The agent, having familiarity with Terastallization, further shows its understanding of type matchups and the mechanic by swapping in Zamazenta against Enamorous. This is normally a poor position for the agent as Enamorous, being a Fairy and Flying type, has a major type advantage over Zamazenta, a Fighting type. However, the agent uses Terastallization to avoid being one-hit KO'd by the opponent and uses that opportunity to one-hit KO the opposing Enamorous.
Each example is snippet from a battle of the PokéChamp agent vs the PokéLLMon agent and they exhibit PokéChamp's strategically positioning itself to maintain an advantage over the opponent through the use of switching and its understanding of type matchups. While type matchups are studied and used in many bots and agents to choose optimal offensive moves, the use of switching Pokémon in and out for defensive purposes is much less common. This idea of switching Pokémon to gain a type advantage both offensively and defensively is widely used in the competitive scene. PokéChamp, per example, exhibits competitive level strategy not only via advantageous switching but also through predicting opponent moves to choose moves that are likely not the most advantageous in the current type matchup but better in the case the opponent switches.

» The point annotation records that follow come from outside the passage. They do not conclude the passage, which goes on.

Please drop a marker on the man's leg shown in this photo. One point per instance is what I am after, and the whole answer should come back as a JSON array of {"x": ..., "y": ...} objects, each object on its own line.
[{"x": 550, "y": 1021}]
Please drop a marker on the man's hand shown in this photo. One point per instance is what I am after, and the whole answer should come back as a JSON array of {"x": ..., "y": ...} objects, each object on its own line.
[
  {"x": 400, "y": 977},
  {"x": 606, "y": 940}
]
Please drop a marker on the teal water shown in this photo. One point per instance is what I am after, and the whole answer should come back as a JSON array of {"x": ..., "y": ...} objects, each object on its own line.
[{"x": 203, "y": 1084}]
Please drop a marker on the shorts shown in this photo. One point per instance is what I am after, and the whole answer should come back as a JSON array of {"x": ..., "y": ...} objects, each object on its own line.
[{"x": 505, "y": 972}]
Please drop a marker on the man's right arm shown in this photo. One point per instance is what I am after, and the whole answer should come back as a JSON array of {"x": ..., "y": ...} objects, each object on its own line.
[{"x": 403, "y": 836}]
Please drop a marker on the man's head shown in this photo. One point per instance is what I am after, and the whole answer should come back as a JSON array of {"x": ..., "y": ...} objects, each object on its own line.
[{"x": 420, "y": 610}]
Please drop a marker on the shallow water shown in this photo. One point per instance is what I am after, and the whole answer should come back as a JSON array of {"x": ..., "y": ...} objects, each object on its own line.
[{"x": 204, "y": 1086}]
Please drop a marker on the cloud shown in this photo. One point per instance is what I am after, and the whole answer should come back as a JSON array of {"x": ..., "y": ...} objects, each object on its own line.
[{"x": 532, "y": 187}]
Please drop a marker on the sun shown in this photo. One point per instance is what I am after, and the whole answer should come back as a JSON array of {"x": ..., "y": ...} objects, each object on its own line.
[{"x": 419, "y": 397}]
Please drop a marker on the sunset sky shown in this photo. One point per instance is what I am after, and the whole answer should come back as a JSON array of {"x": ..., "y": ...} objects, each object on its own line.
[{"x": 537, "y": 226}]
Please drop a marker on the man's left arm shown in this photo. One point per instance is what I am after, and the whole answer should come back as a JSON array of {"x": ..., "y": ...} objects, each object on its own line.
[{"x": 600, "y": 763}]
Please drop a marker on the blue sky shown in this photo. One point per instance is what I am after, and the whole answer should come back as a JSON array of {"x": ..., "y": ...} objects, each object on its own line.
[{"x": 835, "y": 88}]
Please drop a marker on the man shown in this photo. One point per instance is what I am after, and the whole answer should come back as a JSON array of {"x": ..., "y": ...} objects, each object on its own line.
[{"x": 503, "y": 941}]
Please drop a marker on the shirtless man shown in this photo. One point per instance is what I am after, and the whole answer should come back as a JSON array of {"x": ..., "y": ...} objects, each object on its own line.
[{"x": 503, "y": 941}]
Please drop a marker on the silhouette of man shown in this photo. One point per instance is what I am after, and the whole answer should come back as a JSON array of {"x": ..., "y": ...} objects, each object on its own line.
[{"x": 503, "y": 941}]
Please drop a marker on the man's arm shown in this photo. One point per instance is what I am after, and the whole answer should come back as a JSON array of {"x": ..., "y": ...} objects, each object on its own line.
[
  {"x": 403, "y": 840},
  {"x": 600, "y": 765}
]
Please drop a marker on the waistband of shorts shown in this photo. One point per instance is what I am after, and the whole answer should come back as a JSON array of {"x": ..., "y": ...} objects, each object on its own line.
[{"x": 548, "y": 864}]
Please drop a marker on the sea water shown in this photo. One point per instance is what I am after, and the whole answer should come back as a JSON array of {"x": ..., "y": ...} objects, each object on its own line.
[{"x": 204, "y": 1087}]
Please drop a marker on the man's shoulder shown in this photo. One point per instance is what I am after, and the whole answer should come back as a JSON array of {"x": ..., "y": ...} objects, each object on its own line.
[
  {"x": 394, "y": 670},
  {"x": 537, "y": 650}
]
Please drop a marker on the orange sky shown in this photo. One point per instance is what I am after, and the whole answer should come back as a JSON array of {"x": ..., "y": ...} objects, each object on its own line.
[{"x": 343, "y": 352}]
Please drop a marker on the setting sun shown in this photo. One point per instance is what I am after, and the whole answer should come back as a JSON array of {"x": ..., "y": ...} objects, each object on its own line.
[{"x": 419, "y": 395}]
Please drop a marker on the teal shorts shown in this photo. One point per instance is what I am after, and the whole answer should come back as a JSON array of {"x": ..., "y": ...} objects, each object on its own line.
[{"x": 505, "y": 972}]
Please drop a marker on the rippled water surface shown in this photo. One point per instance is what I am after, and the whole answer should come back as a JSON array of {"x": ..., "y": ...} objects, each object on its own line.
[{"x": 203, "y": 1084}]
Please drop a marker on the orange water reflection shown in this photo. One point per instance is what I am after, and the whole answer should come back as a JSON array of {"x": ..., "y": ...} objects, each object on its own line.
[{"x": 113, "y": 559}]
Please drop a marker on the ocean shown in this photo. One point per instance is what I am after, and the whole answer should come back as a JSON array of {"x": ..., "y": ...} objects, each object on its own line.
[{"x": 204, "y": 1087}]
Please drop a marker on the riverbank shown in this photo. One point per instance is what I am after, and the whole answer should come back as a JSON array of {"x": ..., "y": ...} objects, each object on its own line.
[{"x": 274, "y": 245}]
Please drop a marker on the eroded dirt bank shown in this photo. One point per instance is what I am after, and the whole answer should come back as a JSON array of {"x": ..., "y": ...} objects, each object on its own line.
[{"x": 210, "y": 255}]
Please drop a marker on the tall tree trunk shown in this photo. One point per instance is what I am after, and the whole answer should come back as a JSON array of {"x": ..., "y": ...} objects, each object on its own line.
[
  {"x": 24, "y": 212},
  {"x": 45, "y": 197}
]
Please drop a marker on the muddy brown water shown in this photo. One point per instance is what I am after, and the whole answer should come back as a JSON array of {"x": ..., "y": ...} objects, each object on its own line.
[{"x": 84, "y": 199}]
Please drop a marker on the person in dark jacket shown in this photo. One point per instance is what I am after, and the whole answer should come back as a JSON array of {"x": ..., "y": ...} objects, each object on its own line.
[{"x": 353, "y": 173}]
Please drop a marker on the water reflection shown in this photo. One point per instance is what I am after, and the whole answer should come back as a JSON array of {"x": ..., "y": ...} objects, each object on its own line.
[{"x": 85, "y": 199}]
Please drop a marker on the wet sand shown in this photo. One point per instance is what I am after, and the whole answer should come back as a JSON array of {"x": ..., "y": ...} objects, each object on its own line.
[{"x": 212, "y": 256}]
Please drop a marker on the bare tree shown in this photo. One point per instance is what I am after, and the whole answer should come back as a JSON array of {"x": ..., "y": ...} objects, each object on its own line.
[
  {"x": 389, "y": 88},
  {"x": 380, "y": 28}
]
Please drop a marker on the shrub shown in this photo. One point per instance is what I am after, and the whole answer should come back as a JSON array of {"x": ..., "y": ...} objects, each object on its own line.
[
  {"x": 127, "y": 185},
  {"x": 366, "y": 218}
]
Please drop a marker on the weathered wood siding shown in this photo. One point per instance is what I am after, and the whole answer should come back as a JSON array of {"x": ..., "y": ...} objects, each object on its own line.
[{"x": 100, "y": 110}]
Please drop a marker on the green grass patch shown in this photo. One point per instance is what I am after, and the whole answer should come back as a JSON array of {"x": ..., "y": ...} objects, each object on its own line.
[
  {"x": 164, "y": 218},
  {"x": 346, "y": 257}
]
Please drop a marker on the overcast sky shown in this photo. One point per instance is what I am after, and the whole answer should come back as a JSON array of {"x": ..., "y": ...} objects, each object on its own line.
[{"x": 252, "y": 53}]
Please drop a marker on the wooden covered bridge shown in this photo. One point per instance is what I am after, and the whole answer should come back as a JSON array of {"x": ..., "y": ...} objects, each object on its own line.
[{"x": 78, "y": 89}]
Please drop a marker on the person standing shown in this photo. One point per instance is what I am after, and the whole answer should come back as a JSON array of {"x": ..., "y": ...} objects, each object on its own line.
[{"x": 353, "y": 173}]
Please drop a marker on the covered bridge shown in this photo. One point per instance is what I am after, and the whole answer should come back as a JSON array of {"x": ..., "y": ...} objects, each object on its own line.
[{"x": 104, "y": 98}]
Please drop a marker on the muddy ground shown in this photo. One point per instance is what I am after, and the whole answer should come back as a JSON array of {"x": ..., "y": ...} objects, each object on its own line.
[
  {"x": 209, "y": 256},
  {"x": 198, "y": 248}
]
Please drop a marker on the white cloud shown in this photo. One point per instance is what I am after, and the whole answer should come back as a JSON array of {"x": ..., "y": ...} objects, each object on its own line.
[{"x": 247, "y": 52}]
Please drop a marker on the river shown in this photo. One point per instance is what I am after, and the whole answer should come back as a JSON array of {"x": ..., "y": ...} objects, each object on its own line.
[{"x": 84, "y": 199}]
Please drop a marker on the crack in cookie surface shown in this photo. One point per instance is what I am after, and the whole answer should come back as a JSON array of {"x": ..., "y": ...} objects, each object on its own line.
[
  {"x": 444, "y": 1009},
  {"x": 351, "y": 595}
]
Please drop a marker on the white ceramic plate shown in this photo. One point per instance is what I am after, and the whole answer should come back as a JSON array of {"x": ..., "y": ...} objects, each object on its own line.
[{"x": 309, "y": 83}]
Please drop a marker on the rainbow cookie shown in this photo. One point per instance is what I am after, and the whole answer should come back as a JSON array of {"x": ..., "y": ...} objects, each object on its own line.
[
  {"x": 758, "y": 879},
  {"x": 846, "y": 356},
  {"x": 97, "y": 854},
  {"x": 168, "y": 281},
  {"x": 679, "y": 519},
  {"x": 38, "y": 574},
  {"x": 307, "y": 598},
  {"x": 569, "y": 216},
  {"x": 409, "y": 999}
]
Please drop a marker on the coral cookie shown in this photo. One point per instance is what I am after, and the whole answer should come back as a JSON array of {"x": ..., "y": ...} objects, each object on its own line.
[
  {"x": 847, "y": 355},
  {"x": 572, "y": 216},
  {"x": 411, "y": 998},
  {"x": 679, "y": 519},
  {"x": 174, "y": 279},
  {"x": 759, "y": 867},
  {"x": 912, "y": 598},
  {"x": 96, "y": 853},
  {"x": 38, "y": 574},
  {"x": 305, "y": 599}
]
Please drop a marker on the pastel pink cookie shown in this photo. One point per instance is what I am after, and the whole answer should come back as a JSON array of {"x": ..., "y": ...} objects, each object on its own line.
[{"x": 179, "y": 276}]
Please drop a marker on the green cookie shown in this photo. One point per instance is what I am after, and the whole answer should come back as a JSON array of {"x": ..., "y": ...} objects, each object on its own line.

This switching behavior and strategy emerges from PokéChamp's use of opponent modelling for predicting what the opponent will likely do next. By predicting what the opponent will likely do, this allows PokéChamp to make more optimal decisions, and aids it in its strategy planning. Modelling the opponent also provides the advantage of a more informed tree search, allowing the agent to better plan and react to the opponent. Due to this, we see an improvement in performance over previous work as the agent not only works with previous and present state information, but with likely future state information and outcomes as well.
Solving Stall Puzzles
This demo shows the agent solving the puzzle of facing an opponent's stall Pokémon by using switching in order to heal its Pokémon and eventually take down the opponent's Pokémon. Here the agent continuously swaps between Gliscor and Alomomola has both of them have the ability to heal. Swapping allows the bot to take advantage of the opposing Pokémon's poor opponent prediction and eventually defeat it.
Even with the opponent's Pokémon playing a stall strategy of using Recover and Protect over and over to eventually heal its health, the agent maintains its offense to sneak in hits in between the opponents moves. This consistent offensive strategy allows the Zamazenta to eventually wittle down the opposing Garganacl.
The above examples here showcase the PokéChamp's ability to solve simple stall puzzles against a single opposing stall Pokémon. Each each showcases a different scenario, such as having Pokémon without a type advantage but a mechanic advantage and having Pokémon with a type advantage. This ability for solving puzzles can also likely be attributed to the agent's ability to model the opponent. The opponent model is trained on data from Pokémon Showdown which sees a wide variety of strategies such as stall strategies. Stall strategies typically consist of Pokémon with lots of health and defense as well as moves that slowly whittle away at the opponent's health. They also usually have moves that allow them to last longer in battle such as healing or defensive moves such as Recover or Protect. Without a proper planning, stall strategies are hard to break. While the agent is still prone to this type of strategy, we have observed better performance with opponent modelling and tree planning that allow the agent to break through these stall strategies.